Le don de l’humilité (v. 9-11)

Le dernier exemple de grâce divine se trouve dans le discours de Jacques concernant l’homme riche et l’homme pauvre. Le principe de ces versets est que Dieu nous donne l’humilité qui nous élève. Le discours est centré sur l’homme riche tout simplement parce qu’il est difficile pour ceux qui ont la sécurité de leur richesse de reconnaitre qu’il leur manque de l’humilité et qu’il leur manque le secours de Dieu. La question logique est, qu’est-ce qui pourrait manquer à un homme qui a tout ? Ceux qui ont tout (ou qui pensent qu’ils ont tout) ne reconnaissent pas que ce qui leur manque, c’est l’absence des choses. Ce que je veux dire par là c’est qu’il leur manque une dépendance complète de Dieu. Nous sommes prêts à recevoir la grâce de Dieu au moment où nous reconnaissons nos limites, notre dépendance, et notre pauvreté spirituelle.
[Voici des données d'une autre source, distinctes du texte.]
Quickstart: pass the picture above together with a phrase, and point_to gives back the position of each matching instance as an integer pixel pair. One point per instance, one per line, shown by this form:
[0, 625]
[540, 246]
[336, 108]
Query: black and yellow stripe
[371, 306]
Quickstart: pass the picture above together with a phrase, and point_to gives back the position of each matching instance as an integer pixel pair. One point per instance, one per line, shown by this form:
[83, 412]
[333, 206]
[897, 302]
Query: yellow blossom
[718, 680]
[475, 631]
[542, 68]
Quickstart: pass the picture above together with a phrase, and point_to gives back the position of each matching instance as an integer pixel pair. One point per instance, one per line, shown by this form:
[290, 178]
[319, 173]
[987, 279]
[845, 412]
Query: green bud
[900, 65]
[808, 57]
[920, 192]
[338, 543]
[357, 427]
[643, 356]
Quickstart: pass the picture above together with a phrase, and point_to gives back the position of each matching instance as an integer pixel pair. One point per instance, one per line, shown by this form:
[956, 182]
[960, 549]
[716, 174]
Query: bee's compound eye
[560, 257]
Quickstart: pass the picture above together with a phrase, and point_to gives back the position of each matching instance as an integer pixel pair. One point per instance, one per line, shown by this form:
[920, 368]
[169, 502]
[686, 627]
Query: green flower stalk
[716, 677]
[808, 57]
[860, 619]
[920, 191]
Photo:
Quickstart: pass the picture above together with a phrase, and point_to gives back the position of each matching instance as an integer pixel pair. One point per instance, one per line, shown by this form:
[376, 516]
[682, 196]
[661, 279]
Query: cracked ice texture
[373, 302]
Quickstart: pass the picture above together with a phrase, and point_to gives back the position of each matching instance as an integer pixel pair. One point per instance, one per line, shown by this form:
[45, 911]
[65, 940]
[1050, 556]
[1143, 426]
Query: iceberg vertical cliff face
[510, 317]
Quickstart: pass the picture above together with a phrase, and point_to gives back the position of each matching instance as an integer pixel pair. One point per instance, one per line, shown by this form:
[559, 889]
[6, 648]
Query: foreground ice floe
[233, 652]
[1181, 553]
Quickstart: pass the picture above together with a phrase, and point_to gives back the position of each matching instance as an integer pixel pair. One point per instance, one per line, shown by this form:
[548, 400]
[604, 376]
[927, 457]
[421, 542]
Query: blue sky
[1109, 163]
Selon Jacques, l’homme pauvre de condition humble est mieux placé pour reconnaitre son besoin de Dieu. Dieu montre régulièrement sa compassion à ceux qui sont monétairement pauvres et à ceux qui sont spirituellement pauvres―qui reconnaissent leur besoin de Dieu.

Comment saisir par la main ce qui nous pourrait nous sauver de la noyade, alors que nos mains sont remplies d’or ? Avez-vous jamais essayé d’ouvrir la porte de votre maison quand vous teniez trois ou quatre sacs de courses dans les mains ? C’est difficile. De même, avez-vous jamais essayé de louer le Seigneur, quand vous teniez dans vos bras l’idée que vous êtes le vrai maitre de votre vie―le plus fort, le plus grand, le plus important, le plus digne… ?

Jacques ne nous demande pas de vendre tout ce que nous avons, et de vivre comme des mendiants. Mais il nous encourage à nous débarrasser de ce qui nous empêche de venir devant Dieu dans l’humilité et dans la repentance. Comment est-ce possible d’ouvrir la porte du royaume de Dieu quand nos mains sont pleines de nos propres œuvres ? Comment est-ce possible de marcher avec l’Esprit quand nous sommes accablés par le lourd fardeau de notre propre justice ? Comment est-ce possible de profiter de la liberté spirituelle qui est en Christ quand nous sommes attachés à nos biens tangibles et temporels ?

Conclusion

Si le livre de Jacques n’est qu’un livre qui parle des œuvres, des lois, et des pratiques, il me semble curieux que Jacques commence par un discours sur la grâce. Jacques ouvre son épitre, non pas en parlant de ce que nous devons faire pour nous-même, mais en parlant de ce que Dieu fait pour nous selon sa grâce. Finalement, il nous pointe vers la foi en Dieu qui nous donne librement sa grâce en Jésus-Christ qui est mort pour nous à la croix, afin que (par la repentance et la foi) il ne nous manque rien. Malgré les épreuves de la vie, et malgré des circonstances diverses qui échappent à notre contrôle, Dieu nous donne sa grâce afin de nous donner ce qui nous manque le plus, c’est-à-dire la foi qui nous mènera jusqu’à la perfection et la gloire.